Or, as my long-suffering, fact-loving, sixteen-year-old sophomore likes to say: Why, metaphor?! As in, Why are the adults in my life trying to shove poetry down my throat when they know I couldn’t care less, and what’s more, enjoy wearing my self-righteous disdain like a badge of honor? Actually, that’s mostly the subtext for what he actually says, which is, “Poetry sucks, Mom. No offense.”
None taken, love. There’s no need to point out to him that his prefrontal lobe is still developing, and his ability to draw connections between feeling and cognition is a work in progress. But it’s a cruel twist of fate that when most people are first introduced to the kind of literature that really showcases all that literary devices have to offer, they’re in high school and, quite literally, unable to fully appreciate what they’re encountering. Even when I was a sophomore and fell head over heels in love with Anna Akhmatova and Elizabeth Bishop, I felt more like I was seized by poetry than that I really understood it. It was as if some hidden, hibernating thing within me uncoiled itself and came to life. Not unlike first love, I was left attempting to connect to in maudlin, ineffectual strokes that left me more frustrated than before.
Yet what’s important about both my son’s and my experiences is that we didn’t necessarily have the wisdom to stick with it, to know that more, indeed, would be revealed. Nor do most teenagers. And because so many turn away after these first, flummoxing experiences, many of us arrive at adulthood insecure around or unwilling to use literary devices in our work. It’s impossible to fully address the neglect of all these devices in one post, but to take metaphor as an example, the failure to push beyond this stunted exposure shoots just about every writer in the foot. Even those who’ve evolved enough as readers to appreciate metaphor in someone else’s work will still shy away from experimenting with it on the page, as if they don’t trust it in their own hands.
Which is a damn shame, because if we look at metaphor closely, its powers are extraordinary. Whereas literal descriptions offer a standardized, baseline understanding, metaphor weaves in sensory and experiential connections, allowing our understanding – and, not incidentally, our empathy — to expand and deepen. Metaphor, in other words, is the great connector. When used well, it offers us the chance to consider that the deepest understanding is not that which is divorced from the senses and experience; it’s that which incorporates the fact that sensory and experiential understanding – qualities of understanding humans are infused with for a reason – are not weaknesses to avoid, but vital and indispensable elements that must be brought along when striving towards the keenest possible insights.
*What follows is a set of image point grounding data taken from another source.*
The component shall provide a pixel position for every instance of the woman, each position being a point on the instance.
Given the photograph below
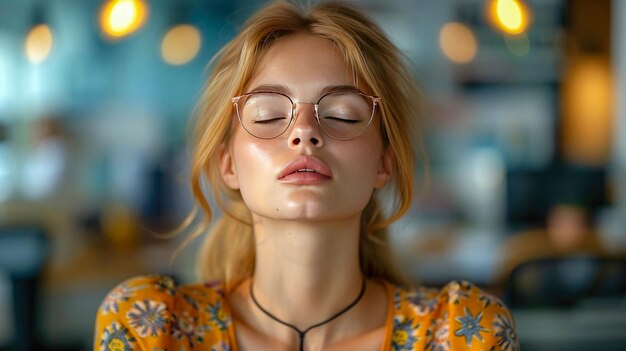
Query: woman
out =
(307, 114)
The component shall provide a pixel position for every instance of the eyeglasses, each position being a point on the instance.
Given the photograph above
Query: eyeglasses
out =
(340, 115)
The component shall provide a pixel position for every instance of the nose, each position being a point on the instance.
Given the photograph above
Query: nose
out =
(305, 130)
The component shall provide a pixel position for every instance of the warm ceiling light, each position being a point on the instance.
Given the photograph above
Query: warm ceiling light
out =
(458, 42)
(38, 43)
(120, 18)
(510, 16)
(180, 44)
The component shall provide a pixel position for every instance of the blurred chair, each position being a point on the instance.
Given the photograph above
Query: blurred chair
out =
(23, 253)
(566, 281)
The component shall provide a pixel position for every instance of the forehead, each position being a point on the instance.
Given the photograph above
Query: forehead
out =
(304, 63)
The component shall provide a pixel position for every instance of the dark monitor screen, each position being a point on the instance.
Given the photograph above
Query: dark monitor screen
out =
(531, 193)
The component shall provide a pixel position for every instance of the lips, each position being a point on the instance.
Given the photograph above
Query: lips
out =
(305, 169)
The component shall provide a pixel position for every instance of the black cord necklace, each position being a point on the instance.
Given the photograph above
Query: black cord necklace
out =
(302, 333)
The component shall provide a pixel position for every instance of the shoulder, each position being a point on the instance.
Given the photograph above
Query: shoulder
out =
(455, 317)
(152, 312)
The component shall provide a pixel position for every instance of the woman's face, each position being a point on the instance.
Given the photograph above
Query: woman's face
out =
(303, 174)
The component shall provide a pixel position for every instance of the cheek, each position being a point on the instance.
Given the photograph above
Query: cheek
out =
(253, 165)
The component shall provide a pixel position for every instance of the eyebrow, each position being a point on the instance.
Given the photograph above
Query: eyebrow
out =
(278, 88)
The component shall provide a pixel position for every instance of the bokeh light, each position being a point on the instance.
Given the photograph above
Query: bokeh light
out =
(181, 44)
(120, 18)
(458, 42)
(510, 16)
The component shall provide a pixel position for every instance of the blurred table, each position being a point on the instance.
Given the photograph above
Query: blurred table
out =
(600, 327)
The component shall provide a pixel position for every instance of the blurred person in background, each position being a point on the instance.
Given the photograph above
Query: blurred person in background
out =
(567, 232)
(307, 115)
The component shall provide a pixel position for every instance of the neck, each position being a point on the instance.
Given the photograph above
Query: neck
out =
(306, 272)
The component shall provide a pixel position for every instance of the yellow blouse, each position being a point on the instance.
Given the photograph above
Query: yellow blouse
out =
(151, 313)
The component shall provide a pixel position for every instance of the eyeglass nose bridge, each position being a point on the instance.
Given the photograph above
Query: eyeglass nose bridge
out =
(294, 115)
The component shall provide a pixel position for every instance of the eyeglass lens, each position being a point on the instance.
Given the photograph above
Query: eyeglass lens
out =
(342, 115)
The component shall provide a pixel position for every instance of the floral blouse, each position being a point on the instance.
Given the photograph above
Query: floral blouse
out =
(151, 313)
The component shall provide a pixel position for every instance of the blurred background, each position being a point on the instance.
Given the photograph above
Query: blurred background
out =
(524, 128)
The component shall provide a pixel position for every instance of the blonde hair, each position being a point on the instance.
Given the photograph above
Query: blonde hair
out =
(228, 252)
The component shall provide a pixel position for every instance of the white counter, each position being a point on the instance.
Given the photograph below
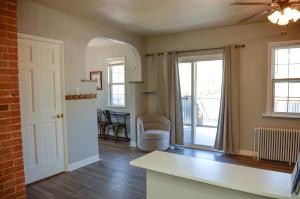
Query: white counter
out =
(244, 179)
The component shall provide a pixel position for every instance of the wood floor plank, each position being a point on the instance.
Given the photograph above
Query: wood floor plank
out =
(114, 178)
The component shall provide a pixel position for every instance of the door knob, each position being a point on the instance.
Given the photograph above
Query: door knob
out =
(59, 116)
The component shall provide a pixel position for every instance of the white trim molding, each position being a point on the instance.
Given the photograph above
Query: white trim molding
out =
(82, 163)
(133, 144)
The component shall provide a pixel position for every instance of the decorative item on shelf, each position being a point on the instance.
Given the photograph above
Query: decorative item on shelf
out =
(78, 97)
(97, 75)
(136, 82)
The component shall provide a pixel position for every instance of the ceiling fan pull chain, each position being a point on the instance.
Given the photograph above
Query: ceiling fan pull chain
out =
(284, 30)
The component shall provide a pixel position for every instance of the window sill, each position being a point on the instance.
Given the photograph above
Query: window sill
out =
(284, 116)
(114, 106)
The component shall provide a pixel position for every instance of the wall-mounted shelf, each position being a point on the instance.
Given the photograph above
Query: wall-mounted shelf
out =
(88, 80)
(136, 82)
(149, 92)
(79, 97)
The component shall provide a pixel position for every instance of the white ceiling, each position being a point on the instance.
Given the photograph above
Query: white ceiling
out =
(151, 17)
(99, 42)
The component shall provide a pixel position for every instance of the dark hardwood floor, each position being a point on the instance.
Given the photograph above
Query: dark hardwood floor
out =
(114, 178)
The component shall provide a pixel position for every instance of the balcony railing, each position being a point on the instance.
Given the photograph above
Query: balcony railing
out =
(207, 111)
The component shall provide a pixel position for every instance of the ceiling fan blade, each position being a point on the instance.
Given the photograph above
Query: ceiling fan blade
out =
(250, 3)
(295, 2)
(255, 15)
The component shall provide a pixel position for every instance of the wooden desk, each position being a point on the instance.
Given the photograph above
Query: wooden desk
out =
(124, 115)
(177, 176)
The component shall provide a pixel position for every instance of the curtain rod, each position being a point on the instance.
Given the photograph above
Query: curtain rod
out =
(196, 50)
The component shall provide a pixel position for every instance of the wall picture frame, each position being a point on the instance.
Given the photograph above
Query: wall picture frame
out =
(97, 75)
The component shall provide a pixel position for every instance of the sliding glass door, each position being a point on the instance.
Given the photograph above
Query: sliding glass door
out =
(201, 83)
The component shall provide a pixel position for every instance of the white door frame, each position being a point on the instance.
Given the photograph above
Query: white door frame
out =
(62, 80)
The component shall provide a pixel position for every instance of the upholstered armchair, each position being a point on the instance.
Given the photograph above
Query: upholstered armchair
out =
(153, 132)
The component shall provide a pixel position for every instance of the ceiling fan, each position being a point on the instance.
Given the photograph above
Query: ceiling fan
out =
(280, 12)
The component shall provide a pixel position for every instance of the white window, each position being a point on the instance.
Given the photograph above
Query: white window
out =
(284, 86)
(116, 81)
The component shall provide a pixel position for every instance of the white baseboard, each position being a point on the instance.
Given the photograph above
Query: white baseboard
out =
(132, 143)
(246, 153)
(82, 163)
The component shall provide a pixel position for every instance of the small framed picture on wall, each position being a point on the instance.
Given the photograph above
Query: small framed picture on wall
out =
(97, 75)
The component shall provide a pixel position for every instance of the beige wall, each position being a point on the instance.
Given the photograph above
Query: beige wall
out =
(253, 71)
(76, 33)
(96, 61)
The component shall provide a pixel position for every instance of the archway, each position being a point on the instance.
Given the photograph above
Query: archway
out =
(99, 50)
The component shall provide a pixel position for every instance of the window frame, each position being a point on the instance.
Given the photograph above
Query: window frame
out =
(110, 84)
(271, 81)
(193, 59)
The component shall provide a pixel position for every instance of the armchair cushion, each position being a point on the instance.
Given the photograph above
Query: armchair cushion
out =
(156, 134)
(153, 132)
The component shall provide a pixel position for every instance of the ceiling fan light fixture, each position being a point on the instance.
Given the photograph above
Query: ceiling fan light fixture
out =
(289, 12)
(283, 20)
(274, 17)
(296, 15)
(292, 14)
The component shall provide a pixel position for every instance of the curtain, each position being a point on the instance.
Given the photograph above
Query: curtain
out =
(227, 138)
(168, 93)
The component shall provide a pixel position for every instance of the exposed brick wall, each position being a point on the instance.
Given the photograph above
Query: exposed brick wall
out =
(11, 156)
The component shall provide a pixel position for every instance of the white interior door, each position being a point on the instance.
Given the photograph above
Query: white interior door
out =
(40, 99)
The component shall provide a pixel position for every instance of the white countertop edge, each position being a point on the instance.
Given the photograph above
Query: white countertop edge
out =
(224, 185)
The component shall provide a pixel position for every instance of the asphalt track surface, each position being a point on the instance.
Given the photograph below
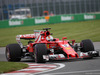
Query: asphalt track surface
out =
(72, 67)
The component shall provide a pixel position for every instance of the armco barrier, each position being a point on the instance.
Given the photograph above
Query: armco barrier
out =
(52, 19)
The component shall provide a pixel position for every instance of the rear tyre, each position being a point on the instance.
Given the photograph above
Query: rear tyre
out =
(13, 52)
(86, 46)
(40, 50)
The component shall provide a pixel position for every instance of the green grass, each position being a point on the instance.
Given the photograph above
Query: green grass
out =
(11, 66)
(73, 30)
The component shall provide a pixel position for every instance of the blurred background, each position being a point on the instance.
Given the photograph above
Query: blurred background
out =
(36, 8)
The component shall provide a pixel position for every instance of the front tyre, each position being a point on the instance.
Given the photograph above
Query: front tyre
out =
(86, 46)
(40, 50)
(13, 52)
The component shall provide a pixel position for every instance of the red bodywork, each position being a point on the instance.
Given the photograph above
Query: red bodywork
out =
(56, 44)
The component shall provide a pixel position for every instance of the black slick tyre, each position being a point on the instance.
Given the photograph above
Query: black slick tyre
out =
(40, 50)
(13, 52)
(86, 46)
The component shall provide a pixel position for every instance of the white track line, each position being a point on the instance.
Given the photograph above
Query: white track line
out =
(60, 66)
(61, 73)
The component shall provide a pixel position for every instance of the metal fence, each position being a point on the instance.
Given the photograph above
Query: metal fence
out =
(57, 7)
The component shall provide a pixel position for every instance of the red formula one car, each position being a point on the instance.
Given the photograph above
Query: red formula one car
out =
(47, 48)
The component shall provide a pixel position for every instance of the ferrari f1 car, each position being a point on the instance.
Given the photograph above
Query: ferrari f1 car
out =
(46, 48)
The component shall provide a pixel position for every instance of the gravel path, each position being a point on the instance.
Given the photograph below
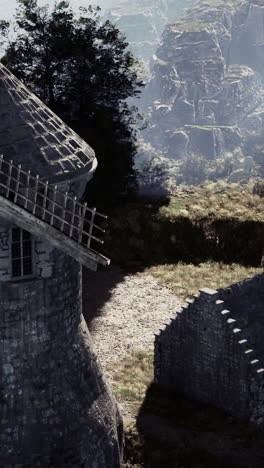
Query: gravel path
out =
(124, 311)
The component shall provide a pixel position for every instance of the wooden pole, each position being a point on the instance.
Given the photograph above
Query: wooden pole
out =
(17, 182)
(53, 204)
(64, 210)
(45, 198)
(91, 226)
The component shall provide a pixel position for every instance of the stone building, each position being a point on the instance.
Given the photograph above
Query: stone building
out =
(56, 407)
(213, 350)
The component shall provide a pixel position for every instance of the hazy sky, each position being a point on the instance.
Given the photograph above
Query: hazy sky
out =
(7, 7)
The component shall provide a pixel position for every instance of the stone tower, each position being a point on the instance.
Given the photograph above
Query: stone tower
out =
(56, 408)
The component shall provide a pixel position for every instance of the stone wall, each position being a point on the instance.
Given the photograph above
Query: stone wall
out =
(210, 353)
(56, 408)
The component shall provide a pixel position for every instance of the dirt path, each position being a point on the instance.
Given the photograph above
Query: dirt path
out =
(124, 311)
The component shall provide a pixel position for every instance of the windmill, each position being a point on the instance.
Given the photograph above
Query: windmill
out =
(56, 408)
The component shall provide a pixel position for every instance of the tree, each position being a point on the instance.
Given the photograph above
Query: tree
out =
(79, 66)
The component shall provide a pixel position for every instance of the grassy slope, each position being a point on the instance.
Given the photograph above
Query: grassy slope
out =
(215, 201)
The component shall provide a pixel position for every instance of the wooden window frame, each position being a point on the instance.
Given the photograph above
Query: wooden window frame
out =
(21, 257)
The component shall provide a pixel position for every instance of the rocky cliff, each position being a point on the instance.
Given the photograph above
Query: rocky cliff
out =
(142, 22)
(206, 93)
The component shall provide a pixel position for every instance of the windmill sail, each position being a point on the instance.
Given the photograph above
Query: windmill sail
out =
(50, 214)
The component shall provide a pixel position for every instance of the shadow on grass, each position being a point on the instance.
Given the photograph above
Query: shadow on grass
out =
(174, 432)
(97, 290)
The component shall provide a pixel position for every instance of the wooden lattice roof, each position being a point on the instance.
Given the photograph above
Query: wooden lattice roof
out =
(32, 135)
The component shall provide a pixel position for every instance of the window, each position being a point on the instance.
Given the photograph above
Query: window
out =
(21, 253)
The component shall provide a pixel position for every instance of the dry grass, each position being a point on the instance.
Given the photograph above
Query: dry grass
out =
(131, 376)
(215, 201)
(185, 280)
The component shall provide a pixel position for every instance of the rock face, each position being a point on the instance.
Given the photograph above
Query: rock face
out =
(142, 22)
(206, 93)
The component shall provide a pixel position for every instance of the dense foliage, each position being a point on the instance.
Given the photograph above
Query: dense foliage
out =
(79, 66)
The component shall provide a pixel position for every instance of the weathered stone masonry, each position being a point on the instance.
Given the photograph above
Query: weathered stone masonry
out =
(53, 395)
(212, 351)
(56, 410)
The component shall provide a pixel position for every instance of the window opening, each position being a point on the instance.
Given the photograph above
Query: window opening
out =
(21, 253)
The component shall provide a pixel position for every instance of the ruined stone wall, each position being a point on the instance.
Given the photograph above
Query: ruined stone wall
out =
(56, 408)
(206, 354)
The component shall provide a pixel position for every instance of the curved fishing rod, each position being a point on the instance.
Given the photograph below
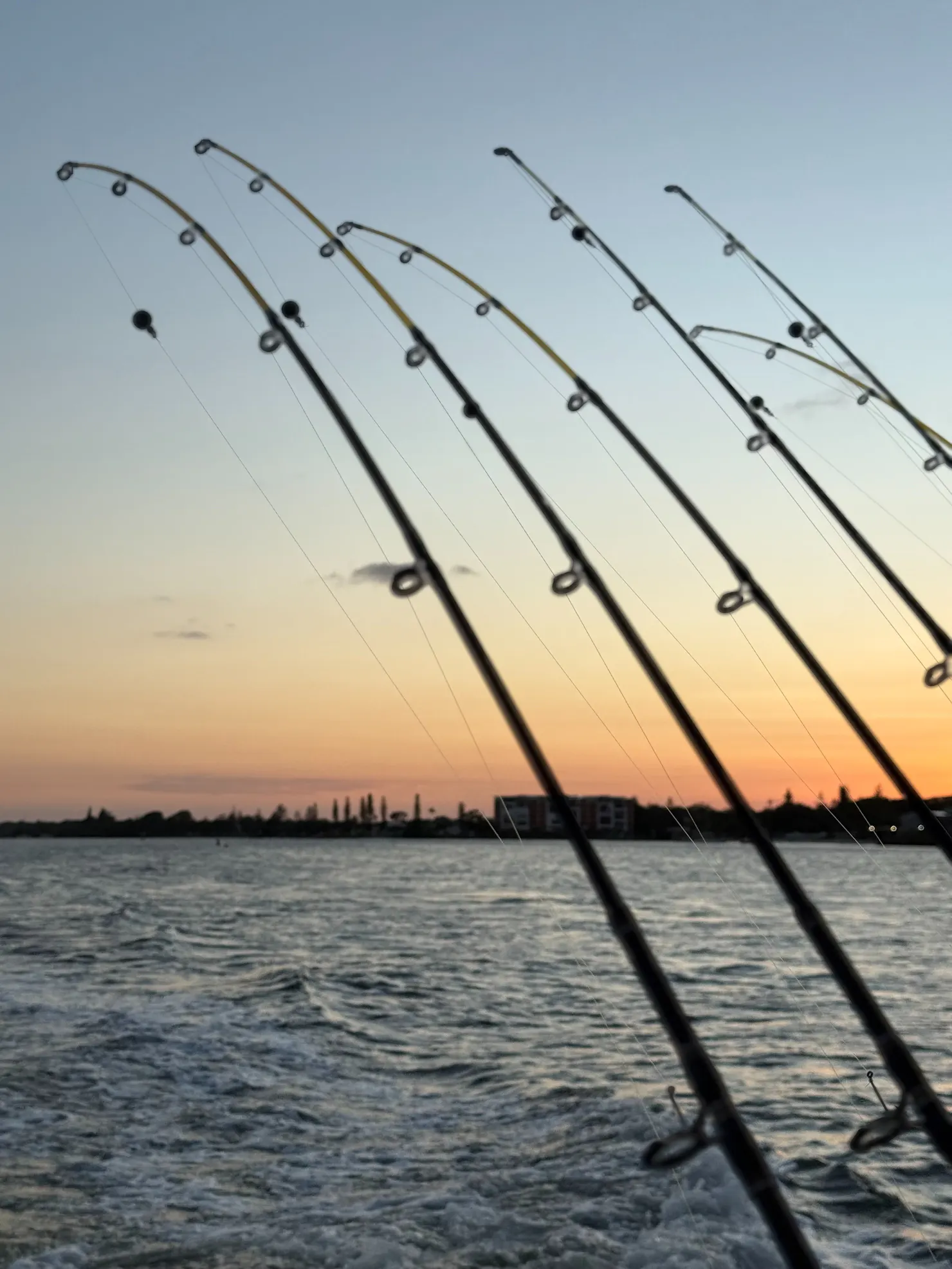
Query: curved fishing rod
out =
(819, 328)
(867, 391)
(751, 590)
(764, 434)
(917, 1091)
(717, 1118)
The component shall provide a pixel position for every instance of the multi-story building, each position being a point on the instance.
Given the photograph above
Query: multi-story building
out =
(600, 816)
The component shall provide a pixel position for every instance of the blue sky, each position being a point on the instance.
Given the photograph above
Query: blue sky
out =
(812, 131)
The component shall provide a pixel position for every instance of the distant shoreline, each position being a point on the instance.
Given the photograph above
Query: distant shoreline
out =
(875, 821)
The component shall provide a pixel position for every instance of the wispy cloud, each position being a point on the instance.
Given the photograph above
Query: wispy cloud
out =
(380, 574)
(816, 403)
(219, 782)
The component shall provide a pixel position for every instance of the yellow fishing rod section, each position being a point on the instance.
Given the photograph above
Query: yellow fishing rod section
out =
(489, 301)
(774, 347)
(193, 229)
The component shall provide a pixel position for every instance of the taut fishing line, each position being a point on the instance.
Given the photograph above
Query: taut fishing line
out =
(748, 589)
(580, 962)
(264, 494)
(895, 1054)
(764, 434)
(716, 1108)
(820, 329)
(309, 334)
(708, 862)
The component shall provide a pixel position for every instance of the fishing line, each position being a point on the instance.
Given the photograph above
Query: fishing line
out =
(897, 1056)
(819, 328)
(414, 253)
(833, 814)
(702, 1075)
(609, 1027)
(903, 439)
(874, 578)
(846, 563)
(749, 588)
(764, 434)
(777, 476)
(532, 542)
(484, 566)
(696, 569)
(267, 498)
(493, 782)
(760, 733)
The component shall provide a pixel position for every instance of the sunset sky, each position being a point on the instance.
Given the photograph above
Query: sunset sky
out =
(167, 641)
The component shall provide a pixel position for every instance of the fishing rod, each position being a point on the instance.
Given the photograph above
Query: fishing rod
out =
(749, 589)
(867, 392)
(917, 1091)
(798, 330)
(764, 434)
(717, 1120)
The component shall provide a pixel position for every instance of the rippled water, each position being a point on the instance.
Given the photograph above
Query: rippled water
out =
(379, 1055)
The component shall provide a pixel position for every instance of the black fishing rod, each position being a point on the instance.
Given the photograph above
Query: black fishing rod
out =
(867, 392)
(917, 1093)
(819, 329)
(749, 589)
(717, 1118)
(764, 434)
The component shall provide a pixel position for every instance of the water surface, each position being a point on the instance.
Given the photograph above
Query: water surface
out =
(370, 1055)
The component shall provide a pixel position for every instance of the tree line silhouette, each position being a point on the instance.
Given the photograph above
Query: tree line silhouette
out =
(875, 819)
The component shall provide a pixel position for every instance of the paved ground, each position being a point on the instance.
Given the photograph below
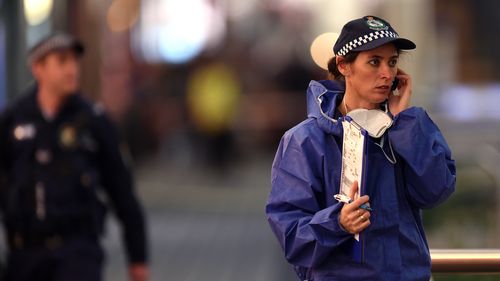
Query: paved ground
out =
(205, 227)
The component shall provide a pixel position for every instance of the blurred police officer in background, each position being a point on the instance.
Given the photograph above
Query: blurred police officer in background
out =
(60, 163)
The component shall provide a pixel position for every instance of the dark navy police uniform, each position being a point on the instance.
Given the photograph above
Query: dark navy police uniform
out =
(56, 178)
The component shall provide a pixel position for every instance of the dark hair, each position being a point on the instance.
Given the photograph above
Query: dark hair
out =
(333, 69)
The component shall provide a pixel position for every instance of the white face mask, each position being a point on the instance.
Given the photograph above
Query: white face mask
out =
(374, 121)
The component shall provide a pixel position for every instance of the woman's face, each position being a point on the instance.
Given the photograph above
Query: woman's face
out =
(372, 73)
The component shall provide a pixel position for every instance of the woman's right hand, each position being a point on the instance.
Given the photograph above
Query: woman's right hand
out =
(352, 218)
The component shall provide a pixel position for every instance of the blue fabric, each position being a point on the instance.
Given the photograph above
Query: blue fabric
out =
(303, 213)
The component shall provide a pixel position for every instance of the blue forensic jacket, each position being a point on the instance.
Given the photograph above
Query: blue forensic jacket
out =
(303, 213)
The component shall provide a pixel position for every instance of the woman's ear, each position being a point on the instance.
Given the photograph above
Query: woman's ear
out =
(343, 67)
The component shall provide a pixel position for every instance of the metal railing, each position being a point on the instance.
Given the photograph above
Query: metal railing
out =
(465, 261)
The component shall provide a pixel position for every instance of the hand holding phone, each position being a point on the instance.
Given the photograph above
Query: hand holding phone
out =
(400, 100)
(394, 84)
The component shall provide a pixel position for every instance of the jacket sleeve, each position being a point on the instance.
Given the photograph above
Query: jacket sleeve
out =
(306, 232)
(429, 171)
(118, 182)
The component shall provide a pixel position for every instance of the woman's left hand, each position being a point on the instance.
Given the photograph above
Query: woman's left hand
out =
(401, 101)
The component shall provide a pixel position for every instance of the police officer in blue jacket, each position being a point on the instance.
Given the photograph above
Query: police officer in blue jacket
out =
(60, 165)
(409, 168)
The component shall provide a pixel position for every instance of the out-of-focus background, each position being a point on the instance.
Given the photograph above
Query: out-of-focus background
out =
(202, 91)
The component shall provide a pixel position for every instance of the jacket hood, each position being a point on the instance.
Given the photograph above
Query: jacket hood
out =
(322, 100)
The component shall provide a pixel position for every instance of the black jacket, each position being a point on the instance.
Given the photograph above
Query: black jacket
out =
(57, 176)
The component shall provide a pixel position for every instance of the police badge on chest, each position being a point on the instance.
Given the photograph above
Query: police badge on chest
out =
(68, 137)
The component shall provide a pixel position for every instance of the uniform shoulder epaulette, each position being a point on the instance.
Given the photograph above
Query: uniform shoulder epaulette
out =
(98, 109)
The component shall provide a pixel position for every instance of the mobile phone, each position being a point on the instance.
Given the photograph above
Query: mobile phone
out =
(395, 84)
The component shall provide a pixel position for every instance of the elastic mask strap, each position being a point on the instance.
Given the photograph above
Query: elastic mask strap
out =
(392, 160)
And it’s certainly not just a way to make your writing seem prettier, the way we might decorate the margins of our high school notebooks with derivative flowers. When we choose our metaphors, we are choosing these deeper comparisons, and the context of what we are communicating is everything. Comparing the green of someone’s eyes to grass, for instance, as innocuous and simple as that metaphor might be, is vastly different than comparing that green to the color on a freshly minted dollar bill. The trouble for most, though, is knowing that you need to trust your experiential and sensory understanding to create effective metaphors; you can’t muscle through them, in other words, with the rabbitty, logical, organizational aspects of the mind you’re used to using exclusively. Doing so is ineffective and, quite frankly, lazy. You’ve got to open yourself up to what nudges at you when a description comes to mind, what calls or winks in from the edges, asking to be seen.